Wednesday, 10 October 2018

Climate Resilient Agriculture in India

Climate change has affected the lives and foods of the world. It has changed the agricultural pattern of farming and has also raised the question of food security. WHO report has revealed millions of hunger deaths and malnutrition across the globe in the past decade. This pattern of hunger deaths and malnourishment is only going to worsen in the times to come due to the onslaught of nature fury.  To face this challenge, developed countries have increased their research on climate resilient-smart agriculture which gives primacy to high yielding varieties of seeds and transgenic to fight future challenge of food security for their counties. India is no safer from the threat of climate change. Thus, it is imperative for us to shift towards climate resilient smart agriculture to support India’s future food security concerns.

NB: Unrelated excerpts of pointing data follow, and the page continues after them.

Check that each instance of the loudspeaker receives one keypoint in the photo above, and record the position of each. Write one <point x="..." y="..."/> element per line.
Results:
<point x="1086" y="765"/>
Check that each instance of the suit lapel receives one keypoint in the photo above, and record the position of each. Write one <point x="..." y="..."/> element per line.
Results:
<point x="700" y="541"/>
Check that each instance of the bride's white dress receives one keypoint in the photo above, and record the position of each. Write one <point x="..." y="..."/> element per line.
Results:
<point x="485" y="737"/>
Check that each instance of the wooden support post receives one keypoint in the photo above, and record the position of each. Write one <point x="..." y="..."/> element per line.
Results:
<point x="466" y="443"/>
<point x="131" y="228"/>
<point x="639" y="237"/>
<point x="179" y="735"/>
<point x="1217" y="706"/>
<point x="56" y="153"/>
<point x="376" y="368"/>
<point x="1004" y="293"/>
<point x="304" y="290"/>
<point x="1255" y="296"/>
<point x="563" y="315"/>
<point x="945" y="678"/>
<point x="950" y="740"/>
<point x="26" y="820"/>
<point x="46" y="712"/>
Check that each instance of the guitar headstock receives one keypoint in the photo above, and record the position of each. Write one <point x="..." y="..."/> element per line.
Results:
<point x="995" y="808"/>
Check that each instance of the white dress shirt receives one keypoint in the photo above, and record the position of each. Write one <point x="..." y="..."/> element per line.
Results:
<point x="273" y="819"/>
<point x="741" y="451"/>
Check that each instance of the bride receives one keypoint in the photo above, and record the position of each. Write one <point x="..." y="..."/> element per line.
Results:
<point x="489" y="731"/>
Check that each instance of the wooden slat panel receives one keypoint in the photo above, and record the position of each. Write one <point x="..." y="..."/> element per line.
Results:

India adopted the BT Cotton technique in the last decade, which has benefited farmers at large. More recently, BT Brinjal is the new entrant into the BT Indian market. Efforts are underway to create transgenic of food items with high nutritional value to feed the teeming millions. India has adopted some of the latest techniques developed by Israel in the area of irrigation which includes drop irrigation and sprinkler irrigation. This has led to not only better utilization of scarce water resources but also increase in productivity of the farm produce. Government is focusing on making the best use of Artificial intelligence in the field of agriculture. Use of sensors to gather real time data on the growth of crops, pest attack, nutritional content of the soil etc; along with radars and IoT is on the rise in the field of agriculture. This is how smart agriculture landscape is going to be. There is also a greater focus on use of organic inputs in place of chemically produced pesticides and insecticides. Use of organic materials help in not only retaining the productivity of soil but also in ensuring higher nutritional content to the hungry hundreds.
These changes in the agricultural ecosystem would cover India’s future agricultural practice with respect to climate change and satisfy hunger of fastest growing population in the world. At present, India’s agricultural governance is suffering from criticism of HYV seeds and modern ethical question of transgenics which has affected life of poor farmers, and raised the question of seed sovereignty over traditional varieties or imported high yielding varieties with confusion that what should be given preference. The most important question that needs to be addressed at this juncture is how Indian agricultural research and farmers are going to adopt climate resilient smart agriculture in times of acute climate change pattern to achieve millennium development and sustainable development goals and centralize its role in reducing world hunger because of its seasonal and geographical advantages.